Der Hochzeitsbrauch des Häckselns ist eigentlich ein Brauch, der vor der eigentlichen Trauung begangen wird. Dabei wird mit Häckseln (klein geschnittenem Stroh) der Weg vom Elternhaus des Bräutigams zu den Häusern bzw. Wohnungen aller Ex-Geliebten beschritten und mit den Häckseln der Weg kenntlich gemacht. Mit den Verflossenen wird ein Glas getrunken, dann geht es weiter zum nächsten Haus. Denn auch der Weg zu den Ex-Geliebten der Braut wird mit einer Häckselspur kenntlich gemacht und auch mit diesen wird angestoßen. Da dieser Brauch verständlicherweise in einer Großstadt nur schwer zu realisieren ist, wird er fast nur noch auf dem Land begangen.
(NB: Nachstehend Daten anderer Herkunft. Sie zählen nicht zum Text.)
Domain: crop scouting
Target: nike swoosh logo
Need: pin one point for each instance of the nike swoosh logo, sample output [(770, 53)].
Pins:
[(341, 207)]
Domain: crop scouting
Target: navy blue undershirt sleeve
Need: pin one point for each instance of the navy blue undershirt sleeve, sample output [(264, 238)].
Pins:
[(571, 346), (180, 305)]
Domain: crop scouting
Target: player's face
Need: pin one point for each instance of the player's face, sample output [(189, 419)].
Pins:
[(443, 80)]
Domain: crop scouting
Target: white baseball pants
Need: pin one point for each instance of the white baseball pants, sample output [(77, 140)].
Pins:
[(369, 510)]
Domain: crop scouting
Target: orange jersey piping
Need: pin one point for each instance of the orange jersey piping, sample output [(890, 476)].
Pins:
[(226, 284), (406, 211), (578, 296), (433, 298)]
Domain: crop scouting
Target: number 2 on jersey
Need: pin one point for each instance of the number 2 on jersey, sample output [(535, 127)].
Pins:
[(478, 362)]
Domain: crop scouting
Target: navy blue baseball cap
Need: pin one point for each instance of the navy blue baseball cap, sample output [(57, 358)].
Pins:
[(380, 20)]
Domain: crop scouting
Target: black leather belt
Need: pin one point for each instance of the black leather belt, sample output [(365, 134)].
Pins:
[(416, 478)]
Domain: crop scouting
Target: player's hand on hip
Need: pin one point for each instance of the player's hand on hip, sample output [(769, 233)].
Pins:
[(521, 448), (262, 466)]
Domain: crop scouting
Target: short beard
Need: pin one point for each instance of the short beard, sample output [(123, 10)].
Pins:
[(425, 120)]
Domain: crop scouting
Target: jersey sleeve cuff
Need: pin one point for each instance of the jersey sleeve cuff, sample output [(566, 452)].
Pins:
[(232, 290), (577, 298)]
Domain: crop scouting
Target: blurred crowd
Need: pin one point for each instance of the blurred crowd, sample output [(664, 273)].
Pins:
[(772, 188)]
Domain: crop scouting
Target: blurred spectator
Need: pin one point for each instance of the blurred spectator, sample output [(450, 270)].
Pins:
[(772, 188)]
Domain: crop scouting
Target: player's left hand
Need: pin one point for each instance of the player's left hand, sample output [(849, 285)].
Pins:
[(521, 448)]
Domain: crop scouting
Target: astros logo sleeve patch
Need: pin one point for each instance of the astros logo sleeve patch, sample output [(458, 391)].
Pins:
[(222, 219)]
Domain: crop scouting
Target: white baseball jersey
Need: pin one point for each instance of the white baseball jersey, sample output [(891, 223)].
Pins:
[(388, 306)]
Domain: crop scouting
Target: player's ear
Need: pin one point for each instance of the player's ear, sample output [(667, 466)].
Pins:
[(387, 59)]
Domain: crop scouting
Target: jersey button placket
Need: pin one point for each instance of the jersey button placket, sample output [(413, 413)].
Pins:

Aber auch dort sollten alle Verflossenen und Ex-Geliebten auf jeden Fall vorher eingeweiht werden, damit es weder zu Streitigkeiten noch zu unliebsamen Überraschungen kommen kann.

Solche sind beim „Kränzen“ nicht zu erwarten. Dabei hängen die Freunde des Bräutigams am Vorabend der Hochzeit Kränze aus Tannengrün an das Haus oder die Wohnung des Brautpaares, die von den Freundinnen der Braut dekorativ mit weißen Blumen geschmückt worden sind und heben gemeinsam das Glas auf das Glück des zukünftigen Brautpaares. Der „Letsch“ genannte Brauch geht auf die Tatsache zurück, dass früher drei Sonntage vor der Trauung vom Pfarrer beim sonntäglichen Gottesdienst die Eheschließung verkündigt wurde. Nach dieser Verkündigung traf man sich zum Umtrunk und feierte bis tief in die Nacht. Heute trifft man sich einfach drei Wochen vor der Trauung – zumeist ohne vorher den Gottesdienst zu besuchen – zu einer feuchtfröhlichen Feier, die große Ähnlichkeiten mit dem Polterabend hat, bei der jedoch kein Porzellan zerschlagen wird.

Auch der Polterabend gehört mit zu den Hochzeitsbräuchen. Er stammt noch aus vorchristlicher Zeit (natürlich wurde damals aus bekannten Gründen kein Porzellan benutzt) und soll bis heute die bösen Geister bannen und Glück bringen. Niemals Glas zerschlagen beim Polterabend: Das bringt allen Beteiligten, nicht nur dem Brautpaar, Unglück! Als Symbol von Fruchtbarkeit und Glück gilt noch immer das Reiswerfen, wenn das Brautpaar die Kirche oder das Standesamt verlässt.